XML is an extremely verbose data format, with a high degree of redundant information, due to the same tags being repeated over and over for multiple data items, and due to both tags and data values being represented as strings. Viewed in relational database terms, XML stores the “schema” with each and every “record” in the repository. The size increase incurred by publishing data in XML format is estimated to be as much as 400 % [14], making it a prime target for compression. While standard general-purpose compressors, such as zip, gzip or bzip, typically compress XML data reasonably well, specialized XML compressors have been developed over the last decade that exploit the specific structural aspects of XML data. These new techniques fall into two classes: (i) Compression-oriented, where the goal is to maximize the compression ratio of the data, typically up to a factor of two better than the general-purpose compressors; and (ii) Query-oriented, where the goal is to integrate the compression strategy with an XPath query processor such that queries can be processed directly on the compressed data, selectively decompressing only the data relevant to the query result.

Historical Background

Research into XML compression was initiated with Liefke and Suciu’s development in 2000 of a compressor called XMill [6]. It is based on three principles: separating the structure from the content of the XML document, bucketing the content based on their tags, and compressing the individual buckets separately. XMill is a compression-oriented technique, focusing solely on achieving high compression ratios and fast compression/decompression, ignoring the query processing aspects. Other compression-oriented schemes that appeared around the same time include Millau [4], designed for efficient encoding and streaming of XML structures; and XMLPPM, which implements an extended SAX parser for online processing of documents [2]. There are also several commercial offerings that have been featured on the Internet (e.g., [11, 13, 15]).
Fig. 1

Architecture of the XMill compressor [4]

Subsequently, the focus shifted to the development of query-oriented techniques intended to support query processing directly on the compressed data. This stream of research began with Tolani and Haritsa [9] presenting in 2002 a system called XGrind, where compression is carried out at the granularity of individual element/attribute values using a simple context-free compression scheme – tags are encoded by integers while textual content is compressed using non-adaptive Huffman (or Arithmetic) coding. XGrind consciously maintains a homomorphic encoding, that is, the compressed document is still in XML format, the intention being that all existing XML-related tools (such as parsers, indexes, schema-checkers, etc.) could continue to be used on the compressed document.
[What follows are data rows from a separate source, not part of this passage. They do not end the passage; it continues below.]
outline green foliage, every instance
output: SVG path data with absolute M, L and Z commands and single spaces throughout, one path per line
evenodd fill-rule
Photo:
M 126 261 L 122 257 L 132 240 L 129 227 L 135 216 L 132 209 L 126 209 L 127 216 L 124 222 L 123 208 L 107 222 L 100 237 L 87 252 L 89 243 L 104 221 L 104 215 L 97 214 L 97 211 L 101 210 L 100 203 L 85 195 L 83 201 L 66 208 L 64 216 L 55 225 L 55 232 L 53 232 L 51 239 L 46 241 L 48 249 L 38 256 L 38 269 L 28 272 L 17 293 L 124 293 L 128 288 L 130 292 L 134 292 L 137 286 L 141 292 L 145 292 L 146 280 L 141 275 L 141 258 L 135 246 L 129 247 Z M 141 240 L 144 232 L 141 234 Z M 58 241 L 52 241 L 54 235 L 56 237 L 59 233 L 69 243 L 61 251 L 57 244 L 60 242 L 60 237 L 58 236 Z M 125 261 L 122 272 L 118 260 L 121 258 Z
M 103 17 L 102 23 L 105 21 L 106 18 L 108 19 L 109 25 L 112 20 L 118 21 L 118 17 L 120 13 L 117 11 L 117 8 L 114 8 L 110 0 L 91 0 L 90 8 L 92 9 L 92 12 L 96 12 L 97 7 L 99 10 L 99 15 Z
In 2003, Min et al. [7] proposed a compressor called XPRESS that extended the homomorphic compression approach of XGrind to include effective evaluation of query path expressions and range queries on numerical attributes. Their scheme uses a reverse arithmetic path-encoding that encodes each path as an interval of real numbers between 0 and 1. The following year produced the XQueC system [1] from Arion et al., which supports cost-based tradeoffs between compact storage and efficient processing.

An excellent survey of the state-of-the-art in XML compressors is available in [1].


The basic principles for compressing XML documents are the following:
  • Separate structure from data: The structure consists of XML tags and attributes, organized as a tree. The data consists of a sequence of items (strings) representing element text contents and attribute values. The structure and the data are compressed separately.

  • Group data items with related meaning: Data items are logically or physically grouped into containers, and each container is compressed separately. By exploiting similarities between the values in a container, the compression improves substantially. Typically, data items are grouped based on the element type, but some systems (e.g., [1]) chose more elaborate grouping criteria.

  • Apply specialized compressors to containers: Some data items are plain-text, while others are numbers, dates, etc., and for each of these different domains, the system uses a specialized compressor.

Compression-Oriented XML Compressors

The architecture of the XMill compressor [6], which is typical of several XML compressors, is depicted in Fig. 1. The XML file is parsed by a SAX parser that sends tokens to the path processor. The purpose of the path processor is to separate the structure from the data, and to further separate the data items according to their semantics.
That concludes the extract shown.